To obtain better performance when working with streamed data, HTTP Connector sends requests and responses with the Transfer-Encoding: chunked encoding when the size of the data being sent is unknown. However, some HTTP clients and servers are not prepared to receive such data and fail.

Report such failures to the server or client owner to correct. Meanwhile, work around the issue by manually modifying the Listener and Request operations to output Content-Length encoded bodies.
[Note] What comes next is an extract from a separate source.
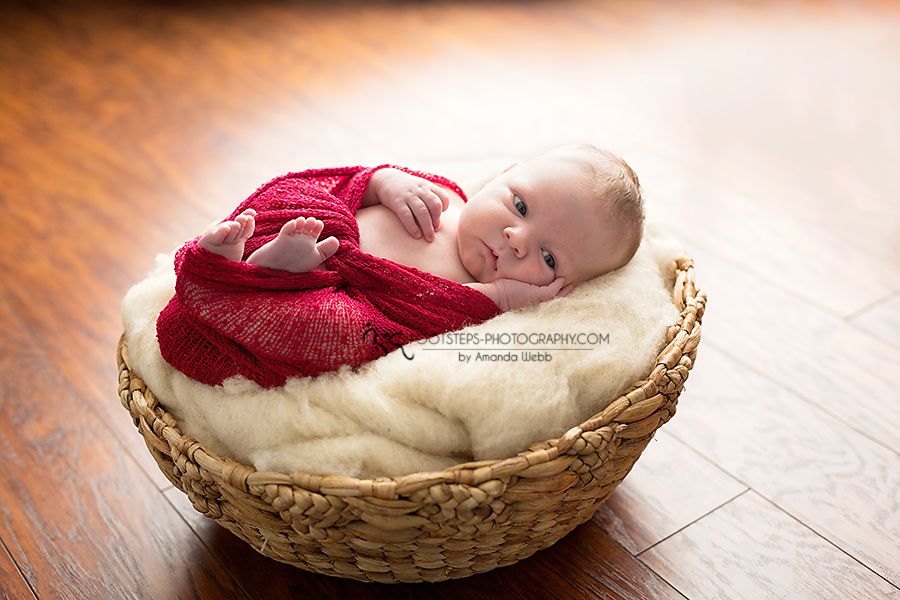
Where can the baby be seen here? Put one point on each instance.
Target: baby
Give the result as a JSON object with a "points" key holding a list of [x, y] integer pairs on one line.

The following example shows the HTTP Listener operation configured with responseStreamingMode NEVER, which indicates to use Content-Length encoding:

<flow name="main-contact-read">
  <http:listener path="account/{accountId}/main-contact" allowedMethods="GET" responseStreamingMode="NEVER" config-ref="HTTP_Listener_config"/>
  <!-- fetch main contact for accountId -->
</flow>

The following example shows an HTTP Requester operation configured with requestStreamingMode NEVER to use Content-Length encoding:

<flow name="connectingToFaultyServer">
  <http:request method="GET" url="http://somehost.com:8081/api/v3/someresource" requestStreamingMode="NEVER"/>
  <logger level="INFO"
   message="#['Received a ' ++ attributes.status code ++ ' response with body: {' ++ payload ++ '}']"/>
</flow>

Understand Common Throws

Here is a list of common throw messages and how to interpret them:

  • HTTP:BAD_REQUEST

    The server cannot understand the request due to invalid syntax, for example, when a header size exceeds the maximum.
  • HTTP:CLIENT_SECURITY

    A security problem enforced by an external entity occurred.
  • HTTP:CONNECTIVITY

    A problem occurred and a connection could not be established.
  • HTTP:FORBIDDEN

    The server refuses to give the requested resource because the client does not have access rights to the content.
  • HTTP:INTERNAL_SERVER_ERROR

    The server encountered a situation that prevented it from fulfilling the request.
  • HTTP:METHOD_NOT_ALLOWED

    The server request method is not supported by the target resource.
  • HTTP:NOT_ACCEPTABLE

    The server cannot produce a response matching the list of acceptable values defined in the request's proactive content negotiation headers.
  • HTTP:NOT_FOUND

    The server could not find the requested resource.
  • HTTP:PARSING

    [DEPRECATED but kept for compatibility.] The parsing mechanism has been removed.
  • HTTP:RETRY_EXHAUSTED

    The maximum number of retries for the operation is reached.
  • HTTP:SECURITY

    The requester authentication failed.
  • HTTP:SERVICE_UNAVAILABLE

    The server is unable to manage the request because it is down for maintenance or overloaded.
  • HTTP:TIMEOUT

    The request sent by an http:requester timed out.
  • HTTP:TOO_MANY_REQUESTS

    Too many request were sent in a given amount of time.
  • HTTP:UNAUTHORIZED

    Authentication failed or has not yet been provided to get the requested response.
  • HTTP:UNSUPPORTED_MEDIA_TYPE

    The server does not support the media format of the requested data.
  • HTTP:BAD_GATEWAY

    The server acting as a gateway or proxy to manage the request received an invalid response.
  • HTTP:GATEWAY_TIMEOUT

    The server acting as a gateway or proxy to manage the request did not receive a response within the specified time.
  • HTTP:BASIC_AUTHENTICATION

    Either the HTTP *Request* operation lacks basic authentication to send requests to the service, or the provided credentials are incorrect.